Nottingham Forest: Despite being tipped as play off dark horses by LFW prior to the start of the season Forest, like ourselves, are still looking for a first league win of the season. Like us they won comfortably in the League Cup first round, beating Bradford City 3-0, but following a goalless draw at Reading on day one they have been well beaten at home by Watford and narrowly defeated on their own patch by West Brom. They won just five times on the road last season and are without an away win in six attempts - although the last four have been draws.
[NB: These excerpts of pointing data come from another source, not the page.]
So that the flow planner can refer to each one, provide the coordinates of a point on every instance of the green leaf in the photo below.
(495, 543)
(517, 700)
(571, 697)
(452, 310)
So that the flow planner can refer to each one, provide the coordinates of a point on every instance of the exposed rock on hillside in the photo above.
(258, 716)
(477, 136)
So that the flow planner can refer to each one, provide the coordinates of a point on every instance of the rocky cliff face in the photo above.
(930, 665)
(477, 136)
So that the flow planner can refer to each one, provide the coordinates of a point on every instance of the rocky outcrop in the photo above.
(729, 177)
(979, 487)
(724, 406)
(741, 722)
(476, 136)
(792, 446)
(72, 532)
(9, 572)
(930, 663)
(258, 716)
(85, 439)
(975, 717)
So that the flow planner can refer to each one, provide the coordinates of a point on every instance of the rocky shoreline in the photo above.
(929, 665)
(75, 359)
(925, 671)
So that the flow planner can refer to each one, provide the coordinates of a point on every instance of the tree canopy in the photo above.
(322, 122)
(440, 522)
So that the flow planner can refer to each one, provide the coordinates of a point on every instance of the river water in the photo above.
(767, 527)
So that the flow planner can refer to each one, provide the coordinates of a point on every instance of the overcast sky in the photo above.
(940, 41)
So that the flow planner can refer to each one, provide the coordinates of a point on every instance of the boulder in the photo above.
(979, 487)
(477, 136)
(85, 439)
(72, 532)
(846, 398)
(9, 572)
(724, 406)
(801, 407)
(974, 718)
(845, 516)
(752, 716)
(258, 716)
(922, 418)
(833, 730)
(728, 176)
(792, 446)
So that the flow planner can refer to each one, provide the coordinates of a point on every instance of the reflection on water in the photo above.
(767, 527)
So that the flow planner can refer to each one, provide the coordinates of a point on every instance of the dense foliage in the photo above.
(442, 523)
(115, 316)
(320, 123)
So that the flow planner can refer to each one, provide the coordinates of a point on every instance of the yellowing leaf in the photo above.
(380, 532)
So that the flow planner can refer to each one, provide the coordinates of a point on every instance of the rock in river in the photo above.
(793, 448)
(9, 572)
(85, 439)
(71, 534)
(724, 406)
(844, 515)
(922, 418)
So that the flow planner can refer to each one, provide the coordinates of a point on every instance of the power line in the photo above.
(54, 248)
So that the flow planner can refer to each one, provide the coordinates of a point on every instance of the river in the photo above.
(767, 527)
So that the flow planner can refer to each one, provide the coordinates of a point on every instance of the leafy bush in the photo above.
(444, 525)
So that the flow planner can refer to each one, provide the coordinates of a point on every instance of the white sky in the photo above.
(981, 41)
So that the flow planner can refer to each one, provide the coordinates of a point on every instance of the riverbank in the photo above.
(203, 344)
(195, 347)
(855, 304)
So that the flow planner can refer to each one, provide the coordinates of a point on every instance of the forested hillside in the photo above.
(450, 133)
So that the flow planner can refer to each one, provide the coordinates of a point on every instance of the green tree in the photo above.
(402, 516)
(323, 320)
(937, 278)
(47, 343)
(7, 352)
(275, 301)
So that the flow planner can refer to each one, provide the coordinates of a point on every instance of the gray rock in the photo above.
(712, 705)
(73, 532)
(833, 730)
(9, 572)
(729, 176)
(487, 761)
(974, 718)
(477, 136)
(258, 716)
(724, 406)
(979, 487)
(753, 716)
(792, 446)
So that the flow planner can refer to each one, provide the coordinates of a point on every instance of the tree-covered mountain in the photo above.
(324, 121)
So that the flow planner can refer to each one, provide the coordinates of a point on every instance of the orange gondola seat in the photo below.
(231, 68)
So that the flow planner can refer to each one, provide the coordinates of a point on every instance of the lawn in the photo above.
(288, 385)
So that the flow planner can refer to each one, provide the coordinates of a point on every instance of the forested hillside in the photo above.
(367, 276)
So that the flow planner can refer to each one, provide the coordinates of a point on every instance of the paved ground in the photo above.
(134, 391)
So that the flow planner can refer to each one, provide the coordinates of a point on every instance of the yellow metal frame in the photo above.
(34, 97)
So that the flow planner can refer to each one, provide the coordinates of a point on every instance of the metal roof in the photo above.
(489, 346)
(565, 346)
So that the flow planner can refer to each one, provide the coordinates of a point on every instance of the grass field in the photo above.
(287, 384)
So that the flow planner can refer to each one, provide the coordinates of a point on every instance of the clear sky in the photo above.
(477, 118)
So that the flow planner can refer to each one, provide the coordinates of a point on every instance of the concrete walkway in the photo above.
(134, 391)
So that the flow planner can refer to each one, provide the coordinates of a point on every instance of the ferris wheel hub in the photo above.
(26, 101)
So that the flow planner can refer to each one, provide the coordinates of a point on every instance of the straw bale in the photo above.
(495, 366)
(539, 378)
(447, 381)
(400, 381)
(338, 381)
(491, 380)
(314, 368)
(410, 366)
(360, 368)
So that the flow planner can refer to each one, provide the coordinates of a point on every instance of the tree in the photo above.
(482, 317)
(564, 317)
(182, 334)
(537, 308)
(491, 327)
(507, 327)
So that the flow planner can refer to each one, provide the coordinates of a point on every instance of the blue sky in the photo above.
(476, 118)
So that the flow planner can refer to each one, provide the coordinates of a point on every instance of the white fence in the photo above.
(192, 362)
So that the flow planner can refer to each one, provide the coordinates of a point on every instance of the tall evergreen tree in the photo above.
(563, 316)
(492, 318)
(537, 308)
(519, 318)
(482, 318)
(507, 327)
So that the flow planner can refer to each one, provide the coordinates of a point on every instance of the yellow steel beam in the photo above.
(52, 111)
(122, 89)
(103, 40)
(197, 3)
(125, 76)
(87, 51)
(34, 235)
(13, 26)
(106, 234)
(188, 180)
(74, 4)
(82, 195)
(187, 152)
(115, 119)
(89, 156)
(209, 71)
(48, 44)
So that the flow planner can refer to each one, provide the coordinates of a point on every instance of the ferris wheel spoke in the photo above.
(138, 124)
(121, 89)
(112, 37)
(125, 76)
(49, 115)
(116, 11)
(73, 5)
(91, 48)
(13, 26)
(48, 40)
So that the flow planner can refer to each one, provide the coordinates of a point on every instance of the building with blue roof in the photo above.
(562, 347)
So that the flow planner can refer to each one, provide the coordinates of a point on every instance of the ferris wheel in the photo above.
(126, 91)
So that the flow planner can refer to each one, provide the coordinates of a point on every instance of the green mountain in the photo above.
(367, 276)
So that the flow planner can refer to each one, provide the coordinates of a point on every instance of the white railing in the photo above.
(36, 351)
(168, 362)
Prediction: A draw looks to be the most likely result here to me as well. Both teams were tipped for better things than their current league positions suggest and neither will want to lose this game. Defeat for QPR, especially if either Blackstock or Camp play well, will put an end to the much calmer, more relaxed atmosphere round the QPR fans in the first few games once and for all. If QPR keep playing the way they are somebody will get a good hiding sooner or later, and it might well be Forest, but the lack of a clinical goal scorer means that consistently, over the course of a season, we're likely to see many more missed opportunities and frustrating draws at the end of great build up play and attractive performances.